Here are the attributes for the dataset. Use this dataset to test your functions.

- Dataset should load the points in the form of a list of lists where each list item represents a point in the space. 
- An example dataset will have the following structure. If there are 3 points in the dataset, this would appear as follows in the list of lists.

```python
dataset = [5,7,9]
  
```

Note:
- A sample dataset to test your code has been provided in the location "data/em_dataset.pickle". Please maintain this as it would be necessary while grading.
- Do not change the variable names of the returned values.
- After calculating each of those values, assign them to the corresponding value that is being returned.

In [18]:
import numpy as np
import math

def em_clustering(centroids, dataset):

#   Input: 
#       1. centroids - A list of lists with each value representing the mean and standard deviation values picked from a gausian distribution.
#       2. dataset - A list of points randomly picked.
#   Output:
#       1. results - Return the updated centroids(updated mean and std values after the EM step) after the first iteration.

    new_centroids = list()
    
    # your code here
    responsibilities = []
    
    for point in dataset:
        
        point_responsibilities = []
        
        for centroid in centroids:
            
            mean, std = centroid
            exponent = - np.square(point-mean) / (2 * np.square(std))
            probability = np.exp(exponent) / (std * np.sqrt(2*np.pi))
            point_responsibilities.append(probability)
            
        total = sum(point_responsibilities)
        
        if total > 0:
           
            normalized_responsibilities = []
            
            for p in point_responsibilities:
                
                normalized_responsibilities.append(p/total)
            
            point_responsibilities = normalized_responsibilities
        
        responsibilities.append(point_responsibilities)
              
    responsibilities = np.array(responsibilities)
    
    for k in range(len(centroids)):
        
        sum_responsibilities = sum(responsibilities[:,k])
        
        if sum_responsibilities > 0:
            
            weighted_sum = 0
            
            for i in range(len(dataset)):
                
                weighted_sum += responsibilities[i,k] * dataset[i]
                
            new_mean = weighted_sum / sum_responsibilities
            
            weighted_squared_sum = 0
            
            for i in range(len(dataset)):
            
                weighted_squared_sum += responsibilities[i,k] * np.square(dataset[i]-new_mean)
            
            new_std = np.sqrt(weighted_squared_sum / sum_responsibilities)
            
            new_centroids.append([new_mean, new_std])
        
        else:
            
            new_centroids.append(centroids[k])
        
    return new_centroids

In [19]:
# This cell has visible test cases that you can run to see if you are on the right track!
# Note: hidden tests will also be applied on randomized datasets for final grading.

import pprint
pp = pprint.PrettyPrinter(depth=4)

with open('./data/sample_centroids_em.pickle', "rb") as fh:
     centroids = pickle.load(fh)
        
with open('./data/sample_dataset_em.pickle', "rb") as fh:
     dataset = pickle.load(fh)

new_centroids = em_clustering(centroids,dataset)

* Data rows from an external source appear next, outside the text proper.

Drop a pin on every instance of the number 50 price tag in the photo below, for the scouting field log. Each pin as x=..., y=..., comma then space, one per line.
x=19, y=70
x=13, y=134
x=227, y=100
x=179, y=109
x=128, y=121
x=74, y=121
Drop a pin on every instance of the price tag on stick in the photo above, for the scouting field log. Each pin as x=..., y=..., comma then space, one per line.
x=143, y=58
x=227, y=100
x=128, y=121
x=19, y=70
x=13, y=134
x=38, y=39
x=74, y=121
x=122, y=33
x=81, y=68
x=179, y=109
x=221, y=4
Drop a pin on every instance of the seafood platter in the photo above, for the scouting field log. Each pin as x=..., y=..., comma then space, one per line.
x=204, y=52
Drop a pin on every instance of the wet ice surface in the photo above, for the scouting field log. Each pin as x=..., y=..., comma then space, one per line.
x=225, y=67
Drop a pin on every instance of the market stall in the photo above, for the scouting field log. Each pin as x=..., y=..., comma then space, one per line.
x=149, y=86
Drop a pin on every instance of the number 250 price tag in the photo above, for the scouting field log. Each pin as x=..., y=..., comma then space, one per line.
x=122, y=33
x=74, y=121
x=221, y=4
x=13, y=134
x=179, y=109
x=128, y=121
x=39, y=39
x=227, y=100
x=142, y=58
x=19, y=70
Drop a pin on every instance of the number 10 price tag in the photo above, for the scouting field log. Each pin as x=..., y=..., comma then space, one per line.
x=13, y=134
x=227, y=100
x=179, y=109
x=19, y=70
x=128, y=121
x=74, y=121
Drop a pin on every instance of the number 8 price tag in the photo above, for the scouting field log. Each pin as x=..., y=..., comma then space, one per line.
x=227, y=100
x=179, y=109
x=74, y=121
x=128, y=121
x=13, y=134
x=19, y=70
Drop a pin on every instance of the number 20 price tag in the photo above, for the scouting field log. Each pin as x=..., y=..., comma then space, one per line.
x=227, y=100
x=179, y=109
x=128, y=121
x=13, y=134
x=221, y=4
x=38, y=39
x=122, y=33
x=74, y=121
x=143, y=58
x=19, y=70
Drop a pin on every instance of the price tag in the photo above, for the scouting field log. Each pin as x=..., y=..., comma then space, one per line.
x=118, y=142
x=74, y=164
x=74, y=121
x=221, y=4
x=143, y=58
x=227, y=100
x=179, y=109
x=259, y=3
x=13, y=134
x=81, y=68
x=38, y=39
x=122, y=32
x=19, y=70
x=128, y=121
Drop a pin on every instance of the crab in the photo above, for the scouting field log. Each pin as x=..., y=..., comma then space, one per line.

with open('./data/sample_result_em.pickle', "rb") as fh:
     new_centroids_expected = pickle.load(fh)

print(f'The expected result value for the given dataset is:')
pp.pprint(new_centroids_expected)
print(f'\nYour result value is:')
pp.pprint(new_centroids)

The expected result value for the given dataset is:
[[13.346550530668159, 3.236599802533008],
 [7.9971108077796735, 4.473417525043109]]

Your result value is:
[[13.346550530668159, 3.236599802533008],
 [7.997110807779673, 4.473417525043108]]


In [20]:

# This cell has hidden test cases that will run after you submit your assignment.